Face à eux, il y a le général Alouani, dirigeant de la secrète branche sécuritaire du pouvoir, et sa fille Dania qui, au contact d’un condisciple universitaire, met la réputation de sa famille en péril pour défendre les opprimé.e.s et les victimes du régime. En retrait, mais omniprésent, on retrouve le cheikh Chamel, prédicateur adoré des hommes et des femmes d’affaires, et des politiciens, symbole de l’hypocrisie et de la luxure de certaines personnalités religieuses, marionnette des autorités et des fortuné.e.s. Il y a aussi l’ignoble Nourhane, présentatrice télé pour qui le pouvoir et l’ascension sociale semblent tout justifier. À leurs côtés, la grande bourgeoisie égyptienne, les riches et les grandes familles, les dirigeants politiques et les militaires… Face aux manifestant.e.s, il y a la force, le pouvoir et l’argent.

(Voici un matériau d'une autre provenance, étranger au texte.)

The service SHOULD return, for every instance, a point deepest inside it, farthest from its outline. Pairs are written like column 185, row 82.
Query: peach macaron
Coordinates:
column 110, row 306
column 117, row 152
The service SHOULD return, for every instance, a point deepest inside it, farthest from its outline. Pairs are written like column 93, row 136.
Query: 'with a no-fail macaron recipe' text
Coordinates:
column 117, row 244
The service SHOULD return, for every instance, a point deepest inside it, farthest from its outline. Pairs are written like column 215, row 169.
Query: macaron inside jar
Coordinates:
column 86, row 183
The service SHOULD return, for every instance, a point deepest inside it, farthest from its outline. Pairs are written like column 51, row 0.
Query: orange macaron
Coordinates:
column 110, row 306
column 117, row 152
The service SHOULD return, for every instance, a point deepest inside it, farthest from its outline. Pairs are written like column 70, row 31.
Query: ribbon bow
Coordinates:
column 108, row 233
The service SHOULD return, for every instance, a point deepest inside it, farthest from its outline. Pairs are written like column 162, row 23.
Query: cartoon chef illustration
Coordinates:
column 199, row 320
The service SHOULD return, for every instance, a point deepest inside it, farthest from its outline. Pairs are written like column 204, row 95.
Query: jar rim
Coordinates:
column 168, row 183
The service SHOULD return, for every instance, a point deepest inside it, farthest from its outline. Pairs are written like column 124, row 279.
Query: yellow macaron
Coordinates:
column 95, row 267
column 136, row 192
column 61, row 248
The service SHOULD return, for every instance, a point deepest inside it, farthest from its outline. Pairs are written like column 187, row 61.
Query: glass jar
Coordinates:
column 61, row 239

Nous sommes le 25 janvier 2011, le « Jour de la colère ». Dans 18 jours, Hosni Moubarak démissionnera de sa présidence, après 30 ans au pouvoir.

Liberté et dignité : une révolte qui transcende les religions et les classes sociales

Coptes, musulman.e.s, femmes, hommes, jeunes des classes populaires, professeur.e.s et intellectuel.le.s : l’indignation et la colère n’a ni genre, ni classe, ni religion sur la place Tahrir. La cause première de cette hargne populaire ? Hosni Moubarak et le Parti national démocratique, fondé par le précédent président Anouar el-Sadate. Au fil de son règne, Moubarak avait restreint toute opposition à sa réélection, avait supprimé les limites du mandat présidentiel et avait laissé le poste de vice-président vacant (El-Khawas, 2012). Les contestataires chantent à l’unisson « Moubarak, dégage » ; sa démission est nécessaire, selon eux et elles. Le 1er février, c’est plus de deux millions d’Égyptien.ne.s qui descendent dans la rue, dont 200 000 au Caire (El Khawas, 2012).

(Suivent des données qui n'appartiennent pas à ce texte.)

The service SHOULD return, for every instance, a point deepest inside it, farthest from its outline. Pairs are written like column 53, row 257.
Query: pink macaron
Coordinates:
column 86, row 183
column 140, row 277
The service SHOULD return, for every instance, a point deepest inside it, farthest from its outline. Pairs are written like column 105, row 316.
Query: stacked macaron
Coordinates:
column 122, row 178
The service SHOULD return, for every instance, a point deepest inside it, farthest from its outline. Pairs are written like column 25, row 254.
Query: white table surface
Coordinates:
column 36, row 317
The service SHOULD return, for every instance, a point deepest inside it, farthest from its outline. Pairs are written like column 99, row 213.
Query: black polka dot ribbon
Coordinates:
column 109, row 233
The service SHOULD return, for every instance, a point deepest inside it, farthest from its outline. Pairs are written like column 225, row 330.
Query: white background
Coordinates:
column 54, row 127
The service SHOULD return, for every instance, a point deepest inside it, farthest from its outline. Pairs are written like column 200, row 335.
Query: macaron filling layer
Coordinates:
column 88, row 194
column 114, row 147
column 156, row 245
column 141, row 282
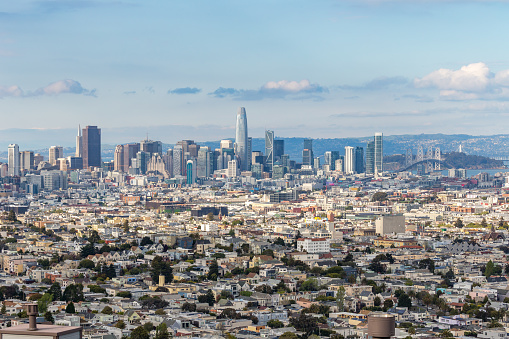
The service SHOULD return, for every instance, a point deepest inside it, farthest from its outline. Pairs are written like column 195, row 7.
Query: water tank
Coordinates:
column 381, row 325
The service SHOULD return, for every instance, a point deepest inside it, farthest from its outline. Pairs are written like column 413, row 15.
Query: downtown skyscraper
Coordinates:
column 242, row 144
column 91, row 139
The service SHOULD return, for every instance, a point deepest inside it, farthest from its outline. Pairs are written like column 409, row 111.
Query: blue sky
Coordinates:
column 303, row 68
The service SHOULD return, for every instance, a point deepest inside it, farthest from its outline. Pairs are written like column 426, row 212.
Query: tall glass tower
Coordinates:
column 379, row 152
column 269, row 149
column 241, row 142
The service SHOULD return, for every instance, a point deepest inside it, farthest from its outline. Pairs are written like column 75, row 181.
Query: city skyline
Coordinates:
column 428, row 68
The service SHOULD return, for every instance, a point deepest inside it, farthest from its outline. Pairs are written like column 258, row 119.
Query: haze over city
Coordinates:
column 355, row 67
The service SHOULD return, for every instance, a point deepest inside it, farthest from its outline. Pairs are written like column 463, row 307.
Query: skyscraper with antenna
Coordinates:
column 241, row 140
column 79, row 143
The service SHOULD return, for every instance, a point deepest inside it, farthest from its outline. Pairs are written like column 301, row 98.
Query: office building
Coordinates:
column 313, row 245
column 178, row 155
column 74, row 163
column 241, row 140
column 79, row 143
column 279, row 149
column 233, row 169
column 54, row 180
column 27, row 160
column 13, row 160
column 191, row 171
column 359, row 159
column 349, row 160
column 204, row 163
column 330, row 158
column 370, row 158
column 226, row 144
column 269, row 150
column 379, row 152
column 91, row 137
column 151, row 147
column 55, row 153
column 142, row 159
column 307, row 152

Leurs dénonciations et accusations sont multiples : brutalité policière, illégalité des rassemblements, conditions économiques précaires, taux de chômage élevé et corruption endémique. En plus de l’occupation de la place Tahrir, la révolution est nourrie par plusieurs protestations, manifestations et sit-in, aux quatre coins de l’Égypte. On y retrouve le mouvement pro-démocratie – qui comprend l’influent mouvement Kefaya (« ça suffit » en arabe) – revendiquant la suspension de l’état d’urgence[3], des élections libres et un changement de régime (Abdelrahman, 2012). Les luttes ouvrières sont également centrales ; on y réclame une hausse salariale, une amélioration des conditions de travail et une sécurité d’emploi. Finalement, plusieurs critiquent l’incapacité étatique à fournir les services et besoins essentiels à la population, relatifs aux soins de santé, à l’électricité et à l’eau potable notamment. Ensemble, ils contribueront à la démission du président le 11 février 2011.

L’ère post-Moubarak : entre désillusion et manipulation

Après l’euphorie du départ vient l’offensive du pouvoir. Dans J’ai couru vers le Nil, le général Alouani réunit les plus grandes fortunes du pays et les exhorte à un investissement massif dans les chaînes médiatiques privées. L’objectif ? Propager la rumeur que les révoltes étaient le fruit de complots étrangers et que les manifestant.e.s étaient financé.e.s par les États-Unis et Israël. Ce manège propagandiste fonctionne ; la population générale se range derrière les autorités. Bien que récit de fiction, Alaa El Aswany se base sur des faits historiques et dresse le portrait d’une ère post-Moubarak guidée par le Conseil suprême des forces armées (CSFA) qui utilise les médias pour discréditer le mouvement populaire. Cette manipulation de l’opinion publique a été étudiée par plusieurs auteur.e.s dont Abdelrahman (2012), Boutaleb (2012) et El-Khawas (2012).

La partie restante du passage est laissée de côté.